Tak Kunjung Datang di Akad Nikah dan Resepsi, Mempelai Pria Dilaporkan Polisi

by -
DN (duduk paling kiri) saat berkonsultasi di Polda Sumsel Senin siang. Foto: edho/sumeks.co

Seorang mempelai pria berinisial AAH alias Aby, 17, dilaporkan ke Polda Sumsel oleh keluarga dari mempelai wanita DN, 15, Senin (23/5/2022) siang.

Aby dilaporkan ke polisi buntut dari tidak kehadirannya pada akad nikah dan resepsi pernikahan yang digelar Minggu (22/5/2022).

Calon mempelai wanita DN didampingi kedua orang tuanya datang ke ruang penyidik Subdit 4 Renakta Ditreskrimum Polda Sumsel bersama Ketua RT.
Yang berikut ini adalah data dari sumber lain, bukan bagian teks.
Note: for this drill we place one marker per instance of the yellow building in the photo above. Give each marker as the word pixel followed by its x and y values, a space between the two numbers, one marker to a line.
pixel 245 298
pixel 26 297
Mereka melakukan konsultasi ke penyidik lantaran tidak menerima perlakuan dari calon mempelai pria yang menghilang sejak sebelum akad nikah, hingga saat ini.

Selain itu, orang tua dan seluruh keluarga besar mempelai wanita tak kuasa menahan malu karena tamu undangan yang hadir juga menanyakan perihal keberadaan mempelai pria.

Menurut Didi Budiarso, Ketua RT 31/06, Kelurahan Talang Kelapa, Kecamatan AAL, Palembang, mengatakan seluruh undangan sudah disebar dan tamu undangan hadir sejak pagi .

“Namun ditunggu hingga pukul 11.00 siang, mempelai pria tak kunjung datang. Termasuk keluarganya,” ujar Didi.

Didi menegaskan, pihak keluarga mempelai wanita yang merasa tersakiti langsung melaporkan mempelai pria ke polisi.

“Karena merasa terzalimi dan meminta keadilan, keluarga mempelai wanita mendatangi Polda Sumsel,” katanya.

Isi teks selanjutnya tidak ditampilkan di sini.